The respondents deny that the applicant is entitled to costs of legal representation at the disciplinary enquiry as they were incurred at his instance. Furthermore, as a matter of policy employees should not be able to recover such costs.
Costs should follow the result.
Legal issues for determination
The crux of the case was whether the applicant’s disclosures to the media were protected under the PDA. Ancillary issues that arose include the relevance and admissibility of documentary evidence, the relevance of the evidence of Mokgalabone, the onus of proof, whether the applicant’s suspension from duty and disciplinary proceedings constituted “occupational detriment” as contemplated in the PDA and therefore unlawful, whether the applicant’s claim for compensation was delictual, and whether the applicant’s claim for costs of procuring legal representation for his disciplinary enquiry was competent.

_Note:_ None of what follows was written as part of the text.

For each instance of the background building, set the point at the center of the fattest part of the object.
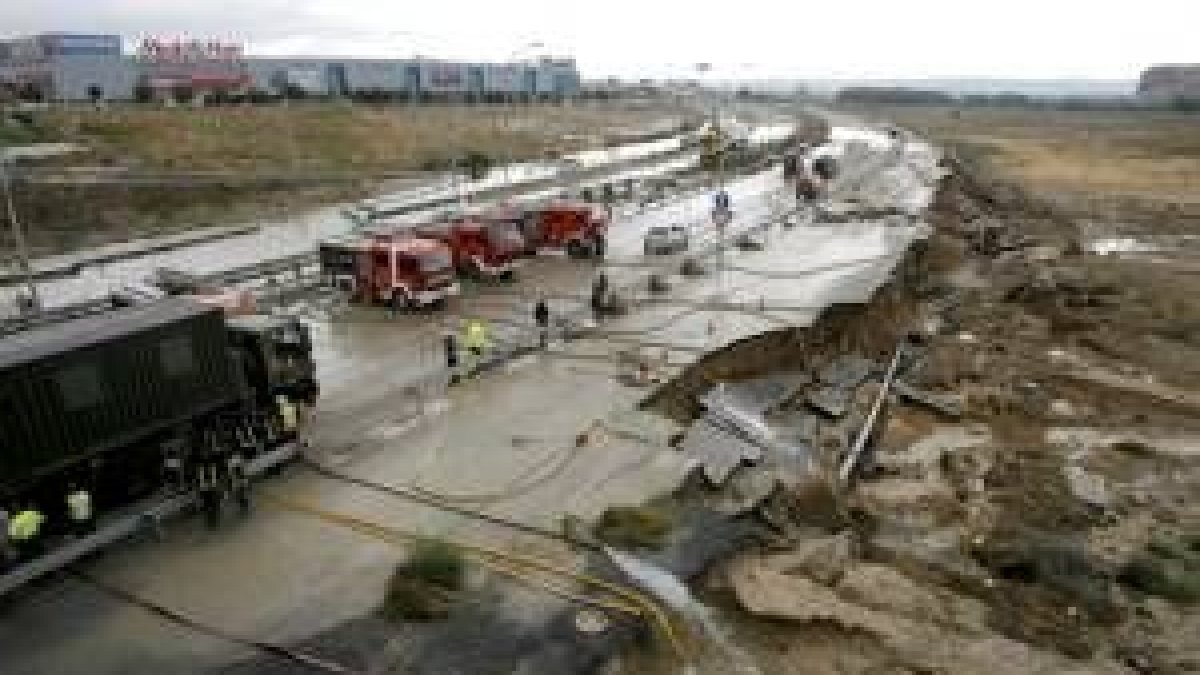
(81, 67)
(1170, 82)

The PDA takes its cue from the Constitution of the Republic of South Africa Act No 108 of 1996. It affirms the “democratic values of human dignity, equality and freedom”. In this respect its constitutional underpinning is not confined to particular sections of the Constitution such as free speech or rights to personal security, privacy and property. Although each of these rights can be invoked by whistle-blowers, the analysis in this case is from the perspective of the overarching objective of affirming values of democracy, of which the particular rights form a part. Democracy embraces accountability as one of its core values. Accountability, dignity and equality are the main themes flowing through the analysis that follows.
Evidence
The starting point is to clarify the relevance, admissibility, quality and weight to be attached to the oral and documentary evidence.
Respondents’ failure to testify
The applicant testified in person and called one witness Mokgalabone to corroborate his evidence regarding certain meetings with the Minister and the Minister’s interventions regarding the appointment of liquidators, and Mokgalabone’s own knowledge of operations in the Master’s office regarding liquidations.
The respondents led no evidence. No explanation was tendered for this failure. They were material witnesses. For instance, only the Minister could explain his relationship with Motala and whether he said that he was his friend. Only he could say why he wanted Motala to attend meetings which were not opened to other liquidators, why he was dissatisfied with the way in which the panel operated, whether, and if so, why he circumvented the ruling of the Kwazulu Natal High Court by having Lategan appoint Motala while the decision of the Supreme Court of Appeal was awaited, why he took the extraordinary step of appointing Lategan to act as Assistant Master in another jurisdiction in a specific case, why he summarily sidelined the applicant without following any procedures, whether he made derogatory, unsubstantiated remarks about the applicant to the media, whether he lied about the applicant being taken to task for poor performance and not knowing Motala “from a bar of soap” after he had disclosed to the applicant that Motala was his friend and whether he subjected the applicant to occupational detriment.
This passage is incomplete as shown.